I still have a lot of room left on there, so I was thinking what else I could do, and the idea of basically installing a Linux Distro to a chunk of free space on there. Maybe Debian/Fedora or Arch.
Is there anything I should be aware of to help not break that system or rapidly kill the drive? It’s not a USB flash drive, it’s a M.2 drive that’s put on a small board that then allows it to talk via USB C/Thunderbolt.
EDIT: Just to be sure, if I use Ventoy’s EFI, do I need to be worried about a conflict with the bootloader of the Linux install?
Not really different than any other M.2 SSDs, that it’s over USB doesn’t matter.
The only consideration for USB sticks is that they’re usually quite crap, so running a system off it tends to use up the flash pretty quickly.
The only consideration for USB sticks is that they’re usually quite crap, so running a system off it tends to use up the flash pretty quickly.
not to mention that, due to the crap flash, they also tend to be quite slow and unreliable.
Definitely look for portable SSDs rather than flash drives. Different technology, usually significantly larger (physically). Easily saturates a USB 2.0 connection, so look for USB 3.0.

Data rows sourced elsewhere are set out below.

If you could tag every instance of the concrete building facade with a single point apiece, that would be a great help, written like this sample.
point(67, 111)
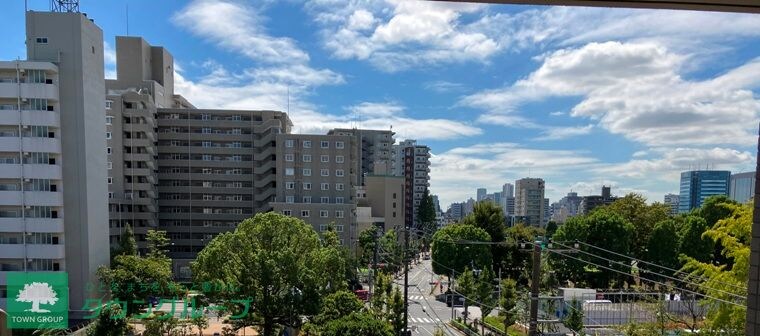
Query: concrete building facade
point(53, 205)
point(529, 200)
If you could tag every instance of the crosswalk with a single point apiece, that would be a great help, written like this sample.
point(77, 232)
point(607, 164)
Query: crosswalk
point(424, 320)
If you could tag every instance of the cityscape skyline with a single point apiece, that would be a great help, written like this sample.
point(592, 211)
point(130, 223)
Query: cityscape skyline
point(481, 119)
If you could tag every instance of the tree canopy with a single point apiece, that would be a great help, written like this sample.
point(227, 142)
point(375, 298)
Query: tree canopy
point(451, 251)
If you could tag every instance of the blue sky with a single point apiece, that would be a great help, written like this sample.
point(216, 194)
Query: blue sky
point(579, 96)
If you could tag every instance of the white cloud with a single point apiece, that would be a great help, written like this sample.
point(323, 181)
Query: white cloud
point(396, 35)
point(238, 28)
point(635, 89)
point(558, 133)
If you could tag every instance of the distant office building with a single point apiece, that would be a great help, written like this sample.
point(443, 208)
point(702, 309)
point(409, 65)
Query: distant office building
point(529, 200)
point(481, 194)
point(589, 203)
point(698, 185)
point(672, 201)
point(742, 187)
point(566, 207)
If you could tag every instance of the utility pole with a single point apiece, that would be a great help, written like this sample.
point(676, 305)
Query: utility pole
point(406, 280)
point(534, 289)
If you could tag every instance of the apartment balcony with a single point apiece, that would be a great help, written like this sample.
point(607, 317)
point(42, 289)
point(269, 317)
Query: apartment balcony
point(40, 118)
point(29, 90)
point(54, 225)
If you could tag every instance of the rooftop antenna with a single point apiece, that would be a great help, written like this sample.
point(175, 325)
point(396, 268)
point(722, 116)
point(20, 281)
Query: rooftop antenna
point(67, 6)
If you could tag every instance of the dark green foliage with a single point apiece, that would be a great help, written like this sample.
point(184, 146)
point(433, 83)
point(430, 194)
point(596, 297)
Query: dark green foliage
point(450, 253)
point(489, 216)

Back when Microsoft supported Windows To Go, they had a short list of verified drives to use. Surely outdated now but might be a good starting point.

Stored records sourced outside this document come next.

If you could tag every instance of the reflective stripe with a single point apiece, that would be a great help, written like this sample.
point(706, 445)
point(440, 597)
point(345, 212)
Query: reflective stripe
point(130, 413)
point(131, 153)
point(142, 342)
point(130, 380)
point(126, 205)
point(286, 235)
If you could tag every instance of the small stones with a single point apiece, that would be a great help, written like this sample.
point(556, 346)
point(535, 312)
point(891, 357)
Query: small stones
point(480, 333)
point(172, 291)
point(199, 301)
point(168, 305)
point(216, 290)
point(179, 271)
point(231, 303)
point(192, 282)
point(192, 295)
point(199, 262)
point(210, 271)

FWIW I used to run Windows 10 off a Samsung T5. It worked fine, except that it would always shut down when I tried to suspend. Still works as far as I know, I just haven’t used it in a long time.
look for USB 3.0
USB 3.0 (5 Gbps) is quite ancient by today’s standards. I’d recommend a USB 3.2 Gen 2x2 (20 Gbps) or even a USB 4.0 drive (20/40 Gbps) drive.
I did this. I installed it just like usual. I did remove my existing SSD during the install so it wouldn’t install grub on my Windows SSD.
My only complaint was that USB was too slow for everyday use. I can’t keep track of the USB versions anymore, but it was one of the 3.1s or 3.2s. Not sure what Gen or whatever. The connector was USB type C.